Exciting things are happening everyday in Great Falls. The Nitrolee Access Area that will allow people access to the whitewater areas is almost finished. Even though it won’t open to the public until all the whitewater construction in completed and the bypass reaches are ready for the public to enjoy the recreation flows, the parking area and the kayak launch is looking really good. I was fortunate to get to tour the site last week.
The Access Area is not just a parking lot, although there is a good bit of parking available. There are approximately 100 parking places, including places for buses, as well as a turn around area for trailers that might be hauling kayaks or canoes.
Designed to be kayaker friendly, there is a ramp that leads down to the stairway. The railings on that stair are designed to support the kayak as you walk it down to the water. At the bottom of the stair is a walkway that leads to the tiered launch. The walkway passes through a beautiful wetlands area.
Kayakers will paddle down Fishing Creek, around the point where the creek flows into Great Falls Reservoir and over to the Safe Boater Access Point that will lead to the whitewater.
At the access point is a restroom area and there will be a kiosk that will give information about the access point, safety rules and information about recreation flows.
But the access area isn’t just an access area. There is a historic structure that can be seen down a short trail and from that point there will be access to the Great Falls portion of the Carolina Thread Trail.
Dr. W. Gill Wylie brought James B. Duke down to the Great Falls of the Catawba in the first couple of years of the 20th century to consider investing in hydro power. The first dam and hydro plant built by Southern Power Company, the forerunner of Duke Energy, was in Great Falls. Because there was a need to use the power they were producing, Duke and his chief engineer William States Lee, sought various
types of industry to bring to the area.
In the late 19th and early 20th centuries there was the prediction that fertilizer would be in short supply. New sources of fertilizer were being sought and Lee found an emerging industry in Europe where engineers and scientists were find ways to manufacture nitrogen. One of those industries was using electricity to convert nitrogen in the air into nitric oxide which could be used to produce fertilizer.

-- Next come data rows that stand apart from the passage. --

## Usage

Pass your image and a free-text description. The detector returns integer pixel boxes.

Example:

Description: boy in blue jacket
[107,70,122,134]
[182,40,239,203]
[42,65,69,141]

Lee and Duke brought Germans to Great Falls to build and run the Nitrolee (named for nitrogen and William Lee) plant which was a part of the Southern Electro-Chemical Company. There was a similar plant in Germany but the only one in the United States was right here in Great Falls.
There were originally a dozen buildings or more on the site which used power from the Great Falls dam and hydro in Great Falls to produce the nitric oxide. No construction drawings have been found concerning what each of the buildings were designed to do in the process but the one building that is
left does show some of the structures that were used in the production.
This is the only vestiges of the industry left. Legend has it that the only other known facility, which was in Germany, blew off the face of the earth in the 1920s. It was a very volatile process.
The entire site is owned by Katawba Valley Land Trust who has partnered with Duke Energy to preserve the remaining building. There will be story boards around the site that tell about the lost industry as well as a marker that outlines some of the Revolutionary War history in the area. Duke is leasing the parking area/access area from KVLT.
Nitrolee Building
Just beyond the Nitrolee Building will be a short trail to a future bridge (near the trestle area of the rail bed) that will connect the rail bed trail now under construction, part of the Carolina Thread Trail, with the Nitrolee Access Area.
This is just another facet of Nature Based Tourism and Heritage Based Tourism that Great Falls Home Town Association, Town of Great Falls and Chester County is promoting. We value our partners, Katawba Valley Land Trust, Duke Energy, the Carolina Thread Trail and S.C. Parks Recreation and Tourism.